A state Supreme Court ruling that upholds Willis’ disqualification would trigger a process to transfer the matter to a different district attorney, who could drop the case altogether or revisit her charging decisions. That would mean months, or even years, of further delays.
And even if Willis remains in charge, the trial judge overseeing the case must resolve a flood of motions from more than a dozen defendants who are trying to gut the charges or get them dismissed.
Maintaining the charges against Trump himself will be a Herculean task. Most legal experts believe that it would be unconstitutional for a state-level prosecutor to pursue criminal charges against a sitting president.
In theory, Willis could keep the charges on ice with the goal of reviving them against Trump after he leaves office in 2029. But at that point, the evidence would be nearly a decade old. And in his capacity as a former president, Trump would have strong claims of immunity under the U.S. Supreme Court’s 2024 landmark decision that declared him broadly immune from similar federal charges stemming from his 2020 election subversion.
Michigan: A long slog with little action
Michigan Attorney General Dana Nessel, a Democrat, was the first state prosecutor to bring a case over the effort to upend the 2020 results. In July 2023, she unsealed charges against the 16 Republican activists who cast false electoral votes for Trump in Michigan.
The case against one of those defendants was dropped, but the other 15 defendants remain. The case has grinded along slowly, with the charges facing review from Kristen Simmons, a state judge appointed by Gov. Gretchen Whitmer, a Democrat.
Simmons has scheduled a hearing for Sept. 9. The slow pace of the proceedings has reportedly frustrated both pro-democracy groups and some defendants.
It’s unclear if or when the matter will go to trial. It briefly rose to the federal courts this year when one of the defendants, Clifford Frost Jr., asked a federal judge to intervene and prevent the prosecution from advancing, claiming it was politically motivated. But U.S. District Judge Robert Jonker, a George W. Bush appointee, declined to step in, citing precedents that frown upon federal courts disrupting state proceedings. An appeals court backed him up in April.
Nevada: A volley over venue
Like the Michigan case, this case is limited to fake electors. Nevada Attorney General Aaron Ford, a Democrat, brought charges in December 2023 against the six Republicans who cast false electoral votes in the state in 2020.
But the case has been bogged down by a technical issue: the proper “venue” for the case to proceed.
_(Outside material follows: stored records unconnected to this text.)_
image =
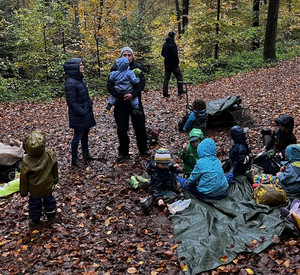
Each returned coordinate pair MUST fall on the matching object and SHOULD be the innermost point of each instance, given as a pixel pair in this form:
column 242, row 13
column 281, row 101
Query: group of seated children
column 204, row 175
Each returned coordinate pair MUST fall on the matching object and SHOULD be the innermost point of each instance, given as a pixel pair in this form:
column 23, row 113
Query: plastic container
column 179, row 206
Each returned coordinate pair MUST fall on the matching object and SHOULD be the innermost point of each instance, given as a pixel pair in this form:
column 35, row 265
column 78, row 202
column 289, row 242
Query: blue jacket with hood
column 208, row 175
column 239, row 153
column 124, row 78
column 79, row 102
column 290, row 178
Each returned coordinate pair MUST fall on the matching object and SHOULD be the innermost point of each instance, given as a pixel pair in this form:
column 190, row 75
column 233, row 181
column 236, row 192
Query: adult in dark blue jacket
column 170, row 53
column 123, row 110
column 81, row 117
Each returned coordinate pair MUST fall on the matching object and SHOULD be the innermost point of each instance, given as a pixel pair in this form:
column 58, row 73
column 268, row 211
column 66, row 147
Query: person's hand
column 160, row 202
column 128, row 97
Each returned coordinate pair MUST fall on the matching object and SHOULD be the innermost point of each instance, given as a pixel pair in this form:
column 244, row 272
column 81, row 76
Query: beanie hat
column 162, row 155
column 126, row 49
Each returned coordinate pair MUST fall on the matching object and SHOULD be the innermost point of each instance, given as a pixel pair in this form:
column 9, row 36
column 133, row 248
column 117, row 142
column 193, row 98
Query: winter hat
column 171, row 34
column 126, row 49
column 196, row 134
column 162, row 155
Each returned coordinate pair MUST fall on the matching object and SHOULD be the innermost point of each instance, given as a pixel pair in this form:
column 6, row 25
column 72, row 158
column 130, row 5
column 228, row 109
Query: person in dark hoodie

Ford filed the charges in Clark County, which includes Las Vegas. The defendants argue that he should’ve filed them in the state capital, Carson City.
That dispute has reached the Nevada Supreme Court, which will hear arguments on Wednesday. Even if Ford wins and reinstates his case in Clark County — and wins a lengthy series of pretrial fights over the evidence in the case — a trial is unlikely to occur until well into 2026. (Ford has since become a candidate in the Nevada governor’s race next year.)
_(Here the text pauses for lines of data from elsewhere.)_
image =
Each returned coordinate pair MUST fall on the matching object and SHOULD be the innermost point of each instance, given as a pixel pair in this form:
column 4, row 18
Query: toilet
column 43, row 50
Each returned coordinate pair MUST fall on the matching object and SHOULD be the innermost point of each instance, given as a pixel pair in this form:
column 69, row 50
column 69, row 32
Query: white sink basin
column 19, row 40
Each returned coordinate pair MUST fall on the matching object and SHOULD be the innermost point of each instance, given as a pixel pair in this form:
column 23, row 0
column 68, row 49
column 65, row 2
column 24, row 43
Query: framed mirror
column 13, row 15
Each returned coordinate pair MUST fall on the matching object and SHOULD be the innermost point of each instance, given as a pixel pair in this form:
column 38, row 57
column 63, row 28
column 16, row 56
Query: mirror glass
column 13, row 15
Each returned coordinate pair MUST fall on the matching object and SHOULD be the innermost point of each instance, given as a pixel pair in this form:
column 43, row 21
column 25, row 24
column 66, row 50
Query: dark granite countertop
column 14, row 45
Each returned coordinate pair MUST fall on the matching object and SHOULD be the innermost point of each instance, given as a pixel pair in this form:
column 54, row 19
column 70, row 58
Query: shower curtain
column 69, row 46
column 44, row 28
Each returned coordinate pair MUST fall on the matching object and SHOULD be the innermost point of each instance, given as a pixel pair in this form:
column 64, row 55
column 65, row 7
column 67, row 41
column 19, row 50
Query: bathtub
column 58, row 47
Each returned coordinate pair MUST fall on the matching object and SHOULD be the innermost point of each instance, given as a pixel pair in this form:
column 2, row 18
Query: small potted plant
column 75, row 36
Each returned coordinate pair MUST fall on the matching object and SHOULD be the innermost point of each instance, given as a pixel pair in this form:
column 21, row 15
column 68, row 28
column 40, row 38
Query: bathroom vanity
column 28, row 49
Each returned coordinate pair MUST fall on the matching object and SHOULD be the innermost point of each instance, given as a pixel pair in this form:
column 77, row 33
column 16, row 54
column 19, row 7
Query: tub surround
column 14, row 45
Wednesday’s argument will be the first significant courtroom action for any of the 2020 election cases in months.
Wisconsin: Pending motions to dismiss
The youngest of the five cases — and the one with the fewest number of defendants — is in Wisconsin. Though it has not been waylaid by process disputes like other cases, it too has plodded along slowly.
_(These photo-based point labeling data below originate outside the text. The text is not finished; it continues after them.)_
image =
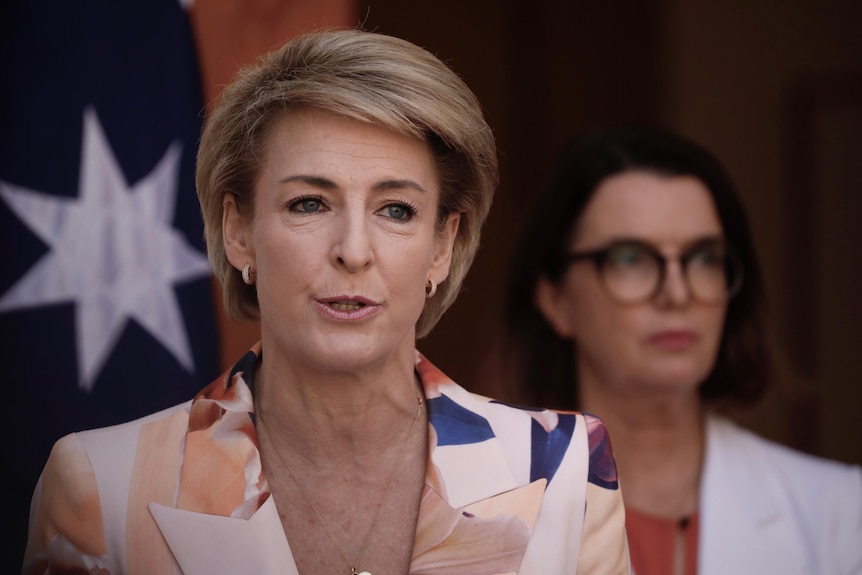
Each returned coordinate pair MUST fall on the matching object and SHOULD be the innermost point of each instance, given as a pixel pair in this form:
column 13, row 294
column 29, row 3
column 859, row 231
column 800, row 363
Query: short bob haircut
column 543, row 364
column 363, row 76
The state’s attorney general, Democrat Josh Kaul, filed the charges in June 2024 against three key Trump allies: Ken Chesebro, an architect of Trump’s strategy to deploy false electors to stoke controversy on Jan. 6, 2021; James Troupis, a Wisconsin-based attorney who helped craft the Trump campaign’s strategy in that state; and Mike Roman, a Trump political operative who helped implement the elector strategy across the country.
They’re awaiting a ruling on their efforts to dismiss the case, which have been pending for several months.